Apologies if this messes anyone up...
Date: Tue, 4 Apr 2006 12:25:17 -0700
From: Scott Ellsworth <email@hidden>
Could you stuff a checksum in the metadata, perhaps built with an
appropriate public/private key pair? Assuming that the black hats
have not compromised the framework or the sqlite executables, you
could at least be sure that the file you are reading was written by
your app.
If you want the app to write the files, as well as read them, then
you also need to worry about them attacking the app itself to disable
any such checks.
The problem is that we may (eventually) be passing out the DTD that
describes how the app's data model works, specifically so that anyone
that wants to write a complying application, can. I'll admit, the
public/private key method is VERY tempting, because then I can issue
certificates to trusted people only; anyone that wants to send in
data must sign what they are sending. HOWEVER, this has its own
associated costs in upkeep. By making sure my application can parse
the incoming data stream, regardless of whether or not it was signed,
it won't matter if the black hats have written their own app, stolen
a cert, and signed it; my app won't trust the data stream, and it
will parse it 100%, making sure the format is as expected before
passing the data up to higher levels making bad formats moot (there
is always the possibility of someone writing an application that
fails to meet spec in an unusual way; this protects against those
kinds of accidents too)
From: Jim Correia <email@hidden>
Subject: Re: Robustness of CoreData against malicious documents?

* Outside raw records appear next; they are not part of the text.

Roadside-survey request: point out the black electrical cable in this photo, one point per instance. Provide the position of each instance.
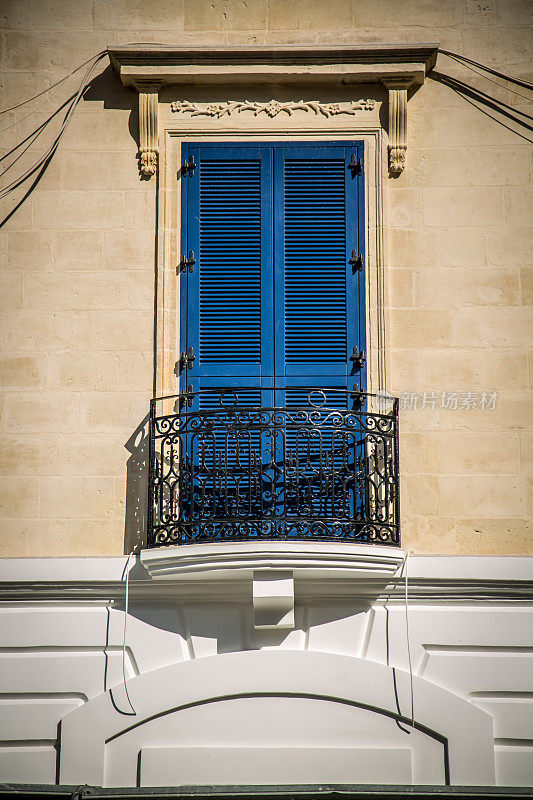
(35, 96)
(53, 147)
(486, 78)
(470, 95)
(459, 57)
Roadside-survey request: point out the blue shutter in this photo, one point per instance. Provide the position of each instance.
(319, 295)
(229, 291)
(273, 301)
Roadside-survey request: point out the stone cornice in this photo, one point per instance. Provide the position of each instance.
(356, 63)
(149, 68)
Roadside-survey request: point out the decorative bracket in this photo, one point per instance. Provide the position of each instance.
(148, 135)
(273, 600)
(397, 121)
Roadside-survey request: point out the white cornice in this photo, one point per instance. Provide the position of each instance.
(314, 560)
(435, 579)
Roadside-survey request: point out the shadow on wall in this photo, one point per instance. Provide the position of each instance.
(136, 516)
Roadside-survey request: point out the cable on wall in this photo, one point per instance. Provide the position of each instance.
(126, 602)
(485, 68)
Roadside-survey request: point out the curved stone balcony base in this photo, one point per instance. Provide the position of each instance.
(273, 572)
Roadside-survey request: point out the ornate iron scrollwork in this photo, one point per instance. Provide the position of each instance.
(227, 471)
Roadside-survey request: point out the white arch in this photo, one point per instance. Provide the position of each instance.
(467, 730)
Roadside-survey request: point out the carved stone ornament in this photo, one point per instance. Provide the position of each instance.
(272, 108)
(397, 122)
(148, 136)
(150, 67)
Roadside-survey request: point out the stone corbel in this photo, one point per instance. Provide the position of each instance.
(397, 121)
(148, 135)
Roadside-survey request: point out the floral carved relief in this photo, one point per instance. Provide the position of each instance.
(271, 108)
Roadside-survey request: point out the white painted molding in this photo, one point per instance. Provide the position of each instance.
(148, 132)
(271, 108)
(435, 579)
(315, 560)
(398, 88)
(273, 600)
(86, 731)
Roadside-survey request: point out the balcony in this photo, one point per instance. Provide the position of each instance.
(225, 470)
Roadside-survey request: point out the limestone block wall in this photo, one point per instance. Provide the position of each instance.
(78, 270)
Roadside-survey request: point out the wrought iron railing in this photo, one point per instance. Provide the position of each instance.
(223, 469)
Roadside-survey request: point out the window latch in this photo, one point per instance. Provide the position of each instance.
(187, 358)
(187, 262)
(358, 357)
(356, 261)
(188, 167)
(355, 165)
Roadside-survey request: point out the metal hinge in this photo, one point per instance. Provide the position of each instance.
(356, 261)
(187, 167)
(357, 396)
(358, 357)
(355, 165)
(186, 397)
(187, 262)
(187, 358)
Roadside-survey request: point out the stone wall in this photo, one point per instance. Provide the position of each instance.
(78, 261)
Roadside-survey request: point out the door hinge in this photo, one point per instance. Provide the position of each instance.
(187, 167)
(187, 358)
(186, 397)
(187, 262)
(355, 165)
(358, 357)
(356, 261)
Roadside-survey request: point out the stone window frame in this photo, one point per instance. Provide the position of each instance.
(234, 93)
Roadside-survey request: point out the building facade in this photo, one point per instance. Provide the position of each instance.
(309, 209)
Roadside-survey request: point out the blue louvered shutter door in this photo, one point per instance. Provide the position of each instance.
(319, 294)
(320, 318)
(229, 292)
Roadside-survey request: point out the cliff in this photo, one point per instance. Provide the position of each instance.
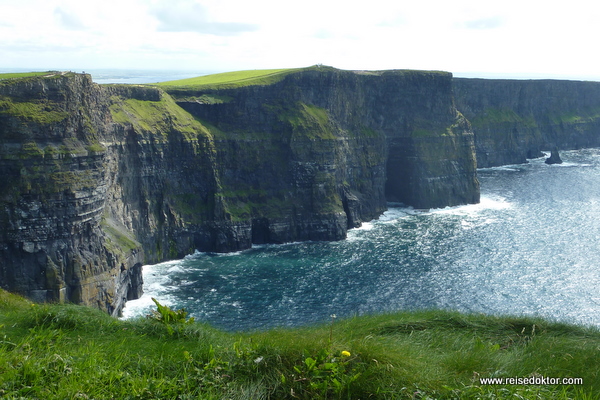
(515, 119)
(97, 180)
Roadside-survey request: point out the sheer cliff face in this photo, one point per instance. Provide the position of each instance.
(98, 180)
(515, 119)
(375, 135)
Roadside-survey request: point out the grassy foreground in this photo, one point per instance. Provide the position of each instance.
(73, 352)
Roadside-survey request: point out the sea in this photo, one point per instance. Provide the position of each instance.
(529, 248)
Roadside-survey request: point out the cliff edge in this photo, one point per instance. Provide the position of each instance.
(97, 180)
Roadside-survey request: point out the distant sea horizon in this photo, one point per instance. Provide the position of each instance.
(126, 76)
(145, 76)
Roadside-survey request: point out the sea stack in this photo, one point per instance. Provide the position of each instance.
(554, 157)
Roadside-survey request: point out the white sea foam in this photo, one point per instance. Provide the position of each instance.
(486, 203)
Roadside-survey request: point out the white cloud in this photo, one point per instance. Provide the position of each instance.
(462, 36)
(68, 19)
(190, 16)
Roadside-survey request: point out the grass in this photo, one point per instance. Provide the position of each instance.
(73, 352)
(11, 75)
(232, 79)
(42, 111)
(158, 117)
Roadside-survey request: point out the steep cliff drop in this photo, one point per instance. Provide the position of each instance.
(97, 180)
(554, 157)
(514, 120)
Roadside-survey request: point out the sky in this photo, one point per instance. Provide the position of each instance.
(473, 38)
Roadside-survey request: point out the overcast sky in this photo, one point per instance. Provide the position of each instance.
(507, 38)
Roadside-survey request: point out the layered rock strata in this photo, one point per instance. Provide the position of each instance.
(97, 180)
(514, 120)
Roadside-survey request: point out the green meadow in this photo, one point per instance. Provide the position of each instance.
(11, 75)
(231, 79)
(53, 351)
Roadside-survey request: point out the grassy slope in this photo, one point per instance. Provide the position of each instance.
(231, 79)
(10, 75)
(67, 352)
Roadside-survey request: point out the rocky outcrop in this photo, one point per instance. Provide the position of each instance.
(514, 120)
(97, 180)
(554, 157)
(392, 135)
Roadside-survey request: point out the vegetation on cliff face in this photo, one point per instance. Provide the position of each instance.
(215, 164)
(230, 80)
(73, 352)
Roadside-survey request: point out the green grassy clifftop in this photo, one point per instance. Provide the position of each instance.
(101, 179)
(67, 351)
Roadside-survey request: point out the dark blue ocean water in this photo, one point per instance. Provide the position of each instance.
(531, 247)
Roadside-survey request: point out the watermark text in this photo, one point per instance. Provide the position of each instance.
(532, 380)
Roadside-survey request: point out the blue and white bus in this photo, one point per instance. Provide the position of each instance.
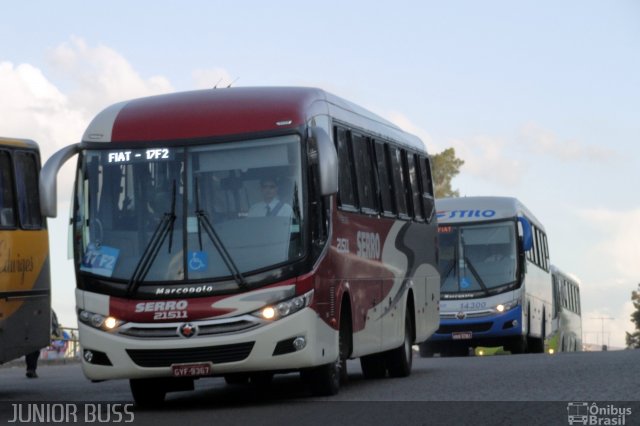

On Apr 4, 2006, at 3:18 PM, Cem Karan wrote:
On Apr 4, 2006, at 2:52 PM, Jim Correia wrote:
How do I set this?
http://gemma.apple.com/documentation/Cocoa/Reference/CoreData_ObjC/
Classes/NSPersistentStoreCoord.html
And that kids, is why you should always listen to other people.
Thanks! I'm not sure if it is 100% what I need, but I'll play with
it and see if I can break it.
And can it handle maliciously malformed data?
I don't know - I didn't write Core Data :-)
(e.g., data that someone hand-crafted and passed to my app in the
hopes of getting it to break and execute code rather than just
parse data)
Is this really a legitimate concern? Are you accepting input for your
coredata app on a publicly accessible server? Or is this just an
"ordinary" desktop application?
If it were just an ordinary desktop application, where I had high
trust of the users, I wouldn't have a problem. The eventual idea is
that this may end up on a server somewhere, exposed to the entire
world. And that is the problem; we're a .mil site, and get hammered
by any idiot that wants to show off. Realistically, breaking this
app won't do anything significant, but politically, there would be
fallout, and none of us needs that.
Of all the possible attack vectors, I'm wondering why you are fixated
on this particular one.
Because the rest of the system treats ANY incoming data as pure
binary data that needs to be buffered and passed along. If it
doesn't have the space for the data, it simply kills the connection,
and passes an error back to the app. This portion is where I parse
'pure binary' data; that makes this portion more complicated, and
requires a lot more careful analysis.